Глеб Горышин - Любовь к литературе
Правда, грамоте я был изрядно научен дома. Моя мама терпеть не могла помарок в родном языке, пусть даже в домашних беседах и детских шалостях. Меня одергивали, если я говорил вместо «нет» — «нету», отчитывали за «евонный» и «ихний» вместо «его» и «их». Я рано узнал, что нельзя употреблять в одном предложении два подлежащих: «Лев — он царь зверей» — так нельзя, против правил, неблагозвучно. Надо: «Лев — царь зверей». Нельзя сказать: «Очень неплохо», надо сказать «Хорошо». И многое другое.

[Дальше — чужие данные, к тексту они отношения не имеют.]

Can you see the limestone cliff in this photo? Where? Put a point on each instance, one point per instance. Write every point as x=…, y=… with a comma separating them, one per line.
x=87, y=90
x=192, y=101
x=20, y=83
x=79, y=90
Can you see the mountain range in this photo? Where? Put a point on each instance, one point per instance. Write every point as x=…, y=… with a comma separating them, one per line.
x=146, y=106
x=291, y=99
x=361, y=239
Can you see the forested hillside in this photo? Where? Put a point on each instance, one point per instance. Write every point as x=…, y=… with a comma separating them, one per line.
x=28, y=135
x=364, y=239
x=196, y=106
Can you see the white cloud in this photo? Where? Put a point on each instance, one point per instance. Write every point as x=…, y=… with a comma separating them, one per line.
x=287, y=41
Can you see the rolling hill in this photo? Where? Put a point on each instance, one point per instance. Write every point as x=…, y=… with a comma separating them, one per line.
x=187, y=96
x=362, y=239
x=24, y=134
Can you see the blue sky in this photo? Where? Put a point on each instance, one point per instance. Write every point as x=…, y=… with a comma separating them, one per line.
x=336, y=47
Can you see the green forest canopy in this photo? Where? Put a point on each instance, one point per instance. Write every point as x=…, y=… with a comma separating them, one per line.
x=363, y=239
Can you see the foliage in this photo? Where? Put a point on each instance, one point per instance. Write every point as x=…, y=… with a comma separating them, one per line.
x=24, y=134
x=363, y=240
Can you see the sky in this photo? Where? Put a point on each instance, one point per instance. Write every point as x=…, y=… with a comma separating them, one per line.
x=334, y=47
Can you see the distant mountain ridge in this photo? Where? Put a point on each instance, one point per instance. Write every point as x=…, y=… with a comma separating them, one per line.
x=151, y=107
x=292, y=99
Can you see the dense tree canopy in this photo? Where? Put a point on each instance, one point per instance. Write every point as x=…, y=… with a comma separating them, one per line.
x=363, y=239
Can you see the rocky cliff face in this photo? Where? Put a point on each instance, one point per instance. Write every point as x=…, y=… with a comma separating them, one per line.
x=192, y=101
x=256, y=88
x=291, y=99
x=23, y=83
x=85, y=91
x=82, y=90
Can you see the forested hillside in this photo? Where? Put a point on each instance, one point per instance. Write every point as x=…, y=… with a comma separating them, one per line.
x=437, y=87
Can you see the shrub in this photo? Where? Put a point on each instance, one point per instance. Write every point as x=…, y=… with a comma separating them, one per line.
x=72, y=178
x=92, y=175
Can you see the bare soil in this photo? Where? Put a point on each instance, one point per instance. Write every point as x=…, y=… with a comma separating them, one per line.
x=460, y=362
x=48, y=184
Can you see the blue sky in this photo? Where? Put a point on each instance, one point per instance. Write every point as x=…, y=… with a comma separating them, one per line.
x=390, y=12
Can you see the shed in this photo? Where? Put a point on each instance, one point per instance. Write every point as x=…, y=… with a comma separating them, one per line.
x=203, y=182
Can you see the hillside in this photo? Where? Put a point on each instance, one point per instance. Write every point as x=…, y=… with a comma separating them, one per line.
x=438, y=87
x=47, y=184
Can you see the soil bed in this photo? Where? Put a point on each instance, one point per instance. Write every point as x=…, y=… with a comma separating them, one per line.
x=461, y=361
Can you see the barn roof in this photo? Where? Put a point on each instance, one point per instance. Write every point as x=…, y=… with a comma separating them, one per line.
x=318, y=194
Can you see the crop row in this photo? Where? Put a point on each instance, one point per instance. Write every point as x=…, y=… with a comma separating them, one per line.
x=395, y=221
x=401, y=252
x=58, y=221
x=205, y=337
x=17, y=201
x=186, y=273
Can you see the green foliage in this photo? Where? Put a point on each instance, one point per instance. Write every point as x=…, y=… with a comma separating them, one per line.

Но почему-то литература в школе шла у меня ни шатко ни валко — до девятого класса, до прихода к нам Бориса Борисовича Стаха. Письменные задания по литературе, сочинения-изложения я обыкновенно перекатывал (переставляя слова) с учебника, поскольку мне казалось, что там, в учебнике, написано толковее, нежели я начну городить от себя. За сочинения-изложения чаще всего мне ставилась тройка — за грамотность, при полной несамостоятельности.
Борис Борисович Стах вошел к нам в класс в офицерском габардиновом кителе, с двумя рядами орденских планок, заговорил с нами, как со взрослыми людьми, о чем-то таком, никогда нами не слыханном. Новый учитель литературы, я хорошо это помню, появился в конце учебного года. На дворе стояла весна. На первом своем уроке новый учитель заговорил о войне. И о весне. Он принес с собою только что вышедший роман Олеся Гончара «Весна в Праге», прочел нам сколько-то страниц. У него был глуховатый, откуда-то из груди выходящий наружу голос и какое-то особенное лицо, непохожее на лица других наших наставников: выбритые до синевы впалые щеки, не выпирающий, но заметный подбородок, с лощиной посередине; глаза серые, проницательные, малость печальные и не злые; надо всем лицом, составляя главную его часть, простирался высокий, как говорится, сократовский лоб. У нового учителя литературы, мы сразу заметили это, было умное лицо.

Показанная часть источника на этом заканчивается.